The Port of Authority of New York and New Jersey, seeking to settle a problem critical to the port’s future, said Wednesday it will propose to raise the roadbed of the Bayonne Bridge rather than replace the bridge in its entirety to accommodate larger container ships.

What the port authority called its “raise the roadway” solution will involve an ambitious, multi-year overhaul of existing roads leading onto the bridge and raising the span’s main roadway some 64 feet.

But the project wouldn’t be as disruptive or expensive as tearing down the span, an important commuter route connecting Bayonne, N.J., to Staten Island, N.Y.

With only 151-feet of clearance at the Kill van Kull channel, the bridge is too low for the larger ships expected to serve port terminals beyond the span once the newly enlarged Panama Canal opens in 2014. The new project, the port authority said, would raise the clearance to 215 feet. (For a U.S. Army Corps of Engineers analysis of the bridge's air draft, click here.) 

“"We have found what we believe is a cost-effective, workable solution to fixing the Bayonne Bridge, which will ensure that we keep the economic activity and good jobs the port business provides for decades to come,” said Bill Baroni, deputy executive director of the port authority.

The port authority did not estimate what the project would cost, or say when it would be completed, but the authority in September set aside $1 billion toward a solution.

The work is still at an early stage. The authority said in a statement that it still must complete engineering and design work on the proposed solution and will look to “initiate and expedite the environmental regulatory process.”
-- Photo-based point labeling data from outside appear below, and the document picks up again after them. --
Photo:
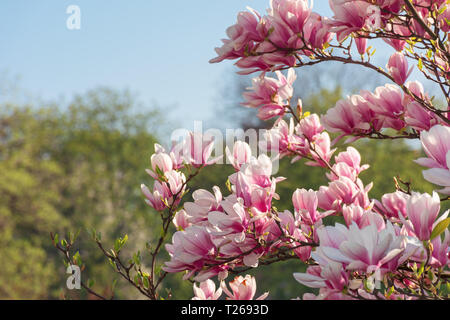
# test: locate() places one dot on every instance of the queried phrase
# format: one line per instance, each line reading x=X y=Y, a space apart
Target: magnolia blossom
x=316 y=31
x=204 y=202
x=351 y=16
x=190 y=250
x=270 y=94
x=436 y=144
x=441 y=250
x=181 y=220
x=393 y=205
x=398 y=68
x=422 y=211
x=287 y=19
x=159 y=197
x=332 y=276
x=344 y=117
x=242 y=288
x=197 y=149
x=249 y=27
x=241 y=154
x=386 y=103
x=305 y=204
x=206 y=291
x=367 y=249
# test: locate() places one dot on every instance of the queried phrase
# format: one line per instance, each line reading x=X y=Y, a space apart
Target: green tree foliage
x=70 y=169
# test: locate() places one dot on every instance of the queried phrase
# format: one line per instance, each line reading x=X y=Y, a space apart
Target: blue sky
x=158 y=49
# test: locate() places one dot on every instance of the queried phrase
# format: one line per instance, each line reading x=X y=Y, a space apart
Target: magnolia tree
x=396 y=247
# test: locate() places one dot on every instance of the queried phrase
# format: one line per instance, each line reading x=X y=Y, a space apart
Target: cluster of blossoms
x=242 y=288
x=396 y=247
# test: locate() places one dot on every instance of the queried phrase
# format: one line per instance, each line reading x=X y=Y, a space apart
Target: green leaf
x=440 y=227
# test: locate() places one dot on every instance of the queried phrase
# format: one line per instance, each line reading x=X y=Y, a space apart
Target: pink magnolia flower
x=398 y=68
x=344 y=117
x=305 y=204
x=310 y=127
x=287 y=19
x=349 y=16
x=419 y=118
x=283 y=140
x=197 y=150
x=248 y=28
x=386 y=103
x=181 y=220
x=361 y=45
x=159 y=197
x=436 y=144
x=422 y=211
x=366 y=249
x=444 y=17
x=242 y=288
x=362 y=217
x=291 y=226
x=160 y=161
x=316 y=31
x=441 y=250
x=343 y=191
x=321 y=150
x=204 y=202
x=332 y=276
x=190 y=250
x=270 y=95
x=352 y=158
x=393 y=205
x=233 y=221
x=176 y=181
x=206 y=291
x=241 y=154
x=417 y=89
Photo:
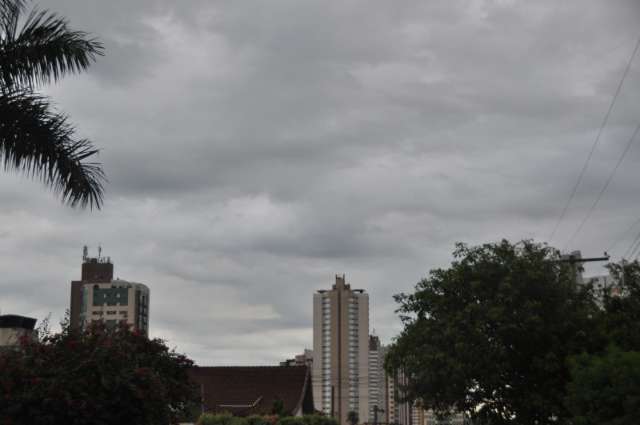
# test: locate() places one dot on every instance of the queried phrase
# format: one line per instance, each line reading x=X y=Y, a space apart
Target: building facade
x=377 y=381
x=98 y=297
x=341 y=354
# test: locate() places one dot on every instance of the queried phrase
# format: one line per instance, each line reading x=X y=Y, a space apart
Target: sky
x=255 y=149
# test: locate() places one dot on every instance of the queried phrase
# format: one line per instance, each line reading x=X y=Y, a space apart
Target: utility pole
x=574 y=260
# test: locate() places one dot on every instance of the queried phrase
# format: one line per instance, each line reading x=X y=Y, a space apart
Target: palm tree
x=34 y=138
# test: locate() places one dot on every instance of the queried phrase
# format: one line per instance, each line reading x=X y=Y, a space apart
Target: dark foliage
x=491 y=334
x=34 y=138
x=101 y=376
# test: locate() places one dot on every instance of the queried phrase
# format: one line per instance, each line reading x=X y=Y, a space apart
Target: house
x=256 y=390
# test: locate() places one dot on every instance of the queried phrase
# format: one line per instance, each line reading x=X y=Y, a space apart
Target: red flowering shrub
x=100 y=376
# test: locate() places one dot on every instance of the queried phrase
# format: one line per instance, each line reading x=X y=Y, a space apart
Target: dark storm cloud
x=255 y=149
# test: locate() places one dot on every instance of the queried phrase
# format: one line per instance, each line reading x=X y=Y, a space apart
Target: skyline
x=252 y=149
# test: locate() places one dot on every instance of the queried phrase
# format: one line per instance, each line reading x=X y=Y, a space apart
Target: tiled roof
x=254 y=390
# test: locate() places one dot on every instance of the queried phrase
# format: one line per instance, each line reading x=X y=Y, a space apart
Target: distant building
x=245 y=391
x=377 y=381
x=340 y=347
x=14 y=327
x=98 y=297
x=304 y=359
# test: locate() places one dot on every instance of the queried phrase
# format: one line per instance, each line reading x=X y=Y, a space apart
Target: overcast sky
x=254 y=149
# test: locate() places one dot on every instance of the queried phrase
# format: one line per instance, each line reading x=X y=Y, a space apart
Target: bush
x=291 y=420
x=221 y=419
x=319 y=420
x=256 y=420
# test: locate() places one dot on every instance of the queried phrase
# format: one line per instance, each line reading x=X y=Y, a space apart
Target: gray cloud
x=254 y=150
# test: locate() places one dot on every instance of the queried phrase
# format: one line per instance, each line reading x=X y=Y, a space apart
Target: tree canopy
x=491 y=334
x=37 y=49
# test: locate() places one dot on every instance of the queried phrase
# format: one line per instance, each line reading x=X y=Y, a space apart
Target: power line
x=632 y=246
x=596 y=141
x=622 y=236
x=606 y=185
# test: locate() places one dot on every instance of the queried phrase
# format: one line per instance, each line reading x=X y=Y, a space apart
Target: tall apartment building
x=97 y=296
x=377 y=381
x=341 y=351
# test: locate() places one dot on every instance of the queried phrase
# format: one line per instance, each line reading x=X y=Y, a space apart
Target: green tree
x=34 y=138
x=605 y=389
x=101 y=376
x=621 y=306
x=490 y=335
x=352 y=418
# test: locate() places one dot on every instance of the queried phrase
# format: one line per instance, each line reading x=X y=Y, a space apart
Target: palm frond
x=40 y=143
x=44 y=49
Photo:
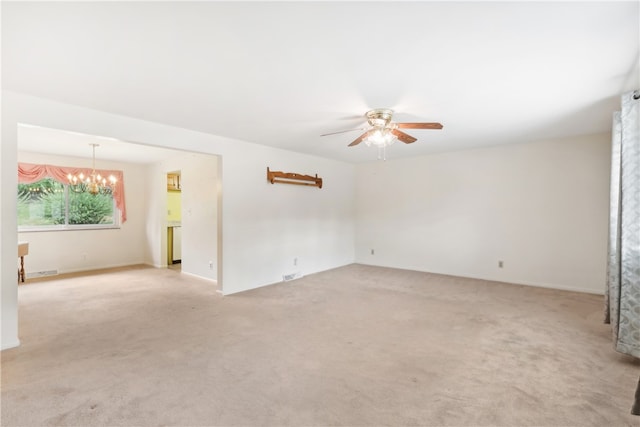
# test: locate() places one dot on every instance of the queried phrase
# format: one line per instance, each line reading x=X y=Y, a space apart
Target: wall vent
x=36 y=274
x=291 y=276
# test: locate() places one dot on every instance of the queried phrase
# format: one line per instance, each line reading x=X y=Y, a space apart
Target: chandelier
x=94 y=183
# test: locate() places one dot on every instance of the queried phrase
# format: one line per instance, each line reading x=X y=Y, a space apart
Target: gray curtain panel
x=623 y=270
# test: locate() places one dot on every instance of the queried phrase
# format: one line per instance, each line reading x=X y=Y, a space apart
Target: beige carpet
x=353 y=346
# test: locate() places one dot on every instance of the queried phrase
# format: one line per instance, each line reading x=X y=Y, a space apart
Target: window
x=50 y=205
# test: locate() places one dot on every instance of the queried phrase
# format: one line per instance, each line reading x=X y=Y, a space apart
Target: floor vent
x=35 y=274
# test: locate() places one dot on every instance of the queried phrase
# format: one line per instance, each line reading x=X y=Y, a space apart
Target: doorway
x=174 y=220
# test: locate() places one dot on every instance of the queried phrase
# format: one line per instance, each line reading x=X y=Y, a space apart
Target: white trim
x=11 y=344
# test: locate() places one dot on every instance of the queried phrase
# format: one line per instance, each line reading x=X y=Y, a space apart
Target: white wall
x=70 y=251
x=542 y=208
x=263 y=226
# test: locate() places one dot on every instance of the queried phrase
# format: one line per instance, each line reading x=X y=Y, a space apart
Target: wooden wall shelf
x=277 y=177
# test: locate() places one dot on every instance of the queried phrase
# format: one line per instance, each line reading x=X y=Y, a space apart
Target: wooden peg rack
x=277 y=177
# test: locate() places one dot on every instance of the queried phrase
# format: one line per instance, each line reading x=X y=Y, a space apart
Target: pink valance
x=29 y=173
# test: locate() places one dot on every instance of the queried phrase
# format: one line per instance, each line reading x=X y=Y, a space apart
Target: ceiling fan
x=384 y=131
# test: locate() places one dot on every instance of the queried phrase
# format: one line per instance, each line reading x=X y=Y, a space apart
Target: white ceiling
x=283 y=73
That process could take years under normal circumstances, but trade and business development experts say the region faces a critical deadline with the opening of an expanded Panama Canal. Ports up and down the East Coast see the potential for larger ships from Asia through the Panama Canal as a unique opportunity to gain new cargo and entrench themselves as gateways for the larger business.

The intertwined infrastructure and multi-state jurisdiction around the New York-New Jersey has made a solution difficult to come by, however.

”Modernizing the Bayonne Bridge is essential to maintaining port access for the next generation of transportation and shipping vessels and crucial to the economic future of New Jersey and the region,” Gov. Chris Christie of New Jersey said. “International trade is a key piece of our economic development strategy.”

Bayonne Mayor Mark Smith, concerned that razing the bridge for a new structure would damage connections for commuters for too long, called the plan “the least disruptive, least expensive and quickest to execute option.”